From: poza@codeaurora.org
To: Thomas Tai <thomas.tai@oracle.com>
Cc: bhelgaas@google.com, keith.busch@intel.com,
linux-pci@vger.kernel.org, linux-pci-owner@vger.kernel.org
Subject: Re: [PATCH 1/1] PCI/AER: prevent pcie_do_fatal_recovery from using device after it is removed
Date: Tue, 14 Aug 2018 14:52:29 +0530 [thread overview]
Message-ID: <b0104a716319d76e734c307cb4bedd9d@codeaurora.org> (raw)
In-Reply-To: <51f4b387d9bd96a42d526a6a029fc43b@codeaurora.org>
On 2018-08-14 14:46, poza@codeaurora.org wrote:
> On 2018-08-13 22:21, Thomas Tai wrote:
>> In order to prevent the pcie_do_fatal_recovery() from
>> using the device after it is removed, the device's
>> domain:bus:devfn is stored at the entry of
>> pcie_do_fatal_recovery(). After rescanning the bus, the
>> stored domain:bus:devfn is used to find the device and
>> uses to report pci_info.
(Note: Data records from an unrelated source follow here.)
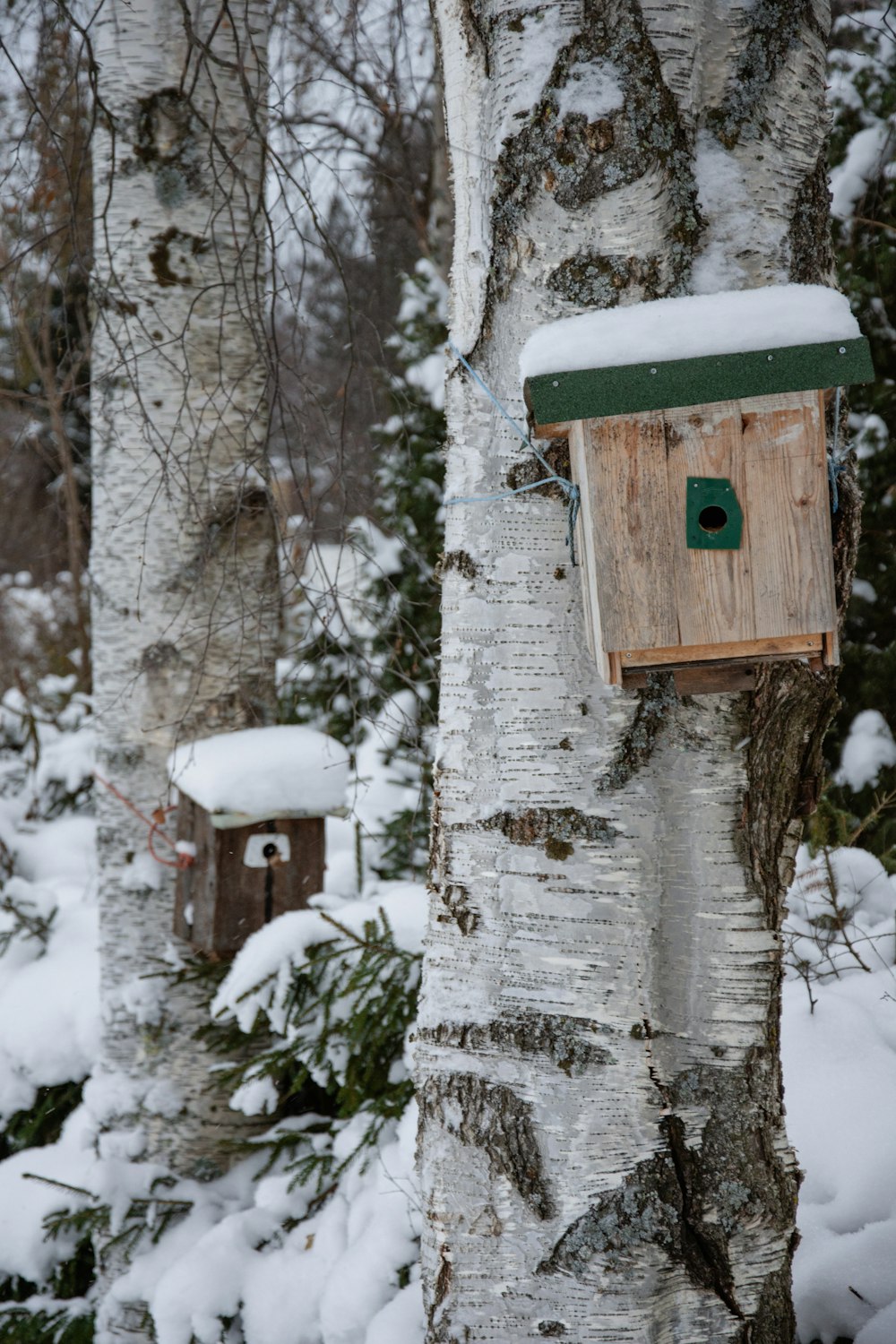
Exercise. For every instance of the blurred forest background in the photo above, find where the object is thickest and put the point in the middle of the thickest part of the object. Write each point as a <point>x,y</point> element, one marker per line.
<point>359,215</point>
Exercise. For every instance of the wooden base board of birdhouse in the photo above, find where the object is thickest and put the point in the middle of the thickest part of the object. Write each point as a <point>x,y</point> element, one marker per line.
<point>707,668</point>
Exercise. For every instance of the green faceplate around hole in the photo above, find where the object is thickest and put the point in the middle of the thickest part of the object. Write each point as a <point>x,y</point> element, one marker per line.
<point>713,515</point>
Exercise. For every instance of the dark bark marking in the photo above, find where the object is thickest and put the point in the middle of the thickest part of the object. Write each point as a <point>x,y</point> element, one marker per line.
<point>160,255</point>
<point>656,703</point>
<point>691,1201</point>
<point>562,1039</point>
<point>166,144</point>
<point>552,828</point>
<point>592,280</point>
<point>528,470</point>
<point>455,900</point>
<point>777,27</point>
<point>812,258</point>
<point>578,160</point>
<point>493,1118</point>
<point>443,1279</point>
<point>460,561</point>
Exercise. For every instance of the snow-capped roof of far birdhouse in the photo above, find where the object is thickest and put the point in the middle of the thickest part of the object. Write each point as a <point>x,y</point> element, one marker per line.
<point>691,351</point>
<point>263,773</point>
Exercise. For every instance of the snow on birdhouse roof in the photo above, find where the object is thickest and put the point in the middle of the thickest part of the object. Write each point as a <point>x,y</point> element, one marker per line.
<point>692,349</point>
<point>263,773</point>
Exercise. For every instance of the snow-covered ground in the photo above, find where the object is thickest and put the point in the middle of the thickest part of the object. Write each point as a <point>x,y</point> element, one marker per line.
<point>297,1269</point>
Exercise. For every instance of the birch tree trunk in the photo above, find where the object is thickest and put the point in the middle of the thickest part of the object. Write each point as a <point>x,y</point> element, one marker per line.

The original issue only happens
>> on an non-bridge device, a local variable is used instead
>> of checking the device's header type.
>>
>> Signed-off-by: Thomas Tai <thomas.tai@oracle.com>
>> ---
>> drivers/pci/pcie/err.c | 33 +++++++++++++++++++++++----------
>> 1 file changed, 23 insertions(+), 10 deletions(-)
>>
>> diff --git a/drivers/pci/pcie/err.c b/drivers/pci/pcie/err.c
>> index f02e334..3414445 100644
>> --- a/drivers/pci/pcie/err.c
>> +++ b/drivers/pci/pcie/err.c
>> @@ -287,15 +287,20 @@ void pcie_do_fatal_recovery(struct pci_dev *dev,
>> u32 service)
>> struct pci_bus *parent;
>> struct pci_dev *pdev, *temp;
>> pci_ers_result_t result;
>> + bool is_bridge_device = false;
>> + u16 domain = pci_domain_nr(dev->bus);
>> + u8 bus = dev->bus->number;
>> + u8 devfn = dev->devfn;
>>
>> - if (dev->hdr_type == PCI_HEADER_TYPE_BRIDGE)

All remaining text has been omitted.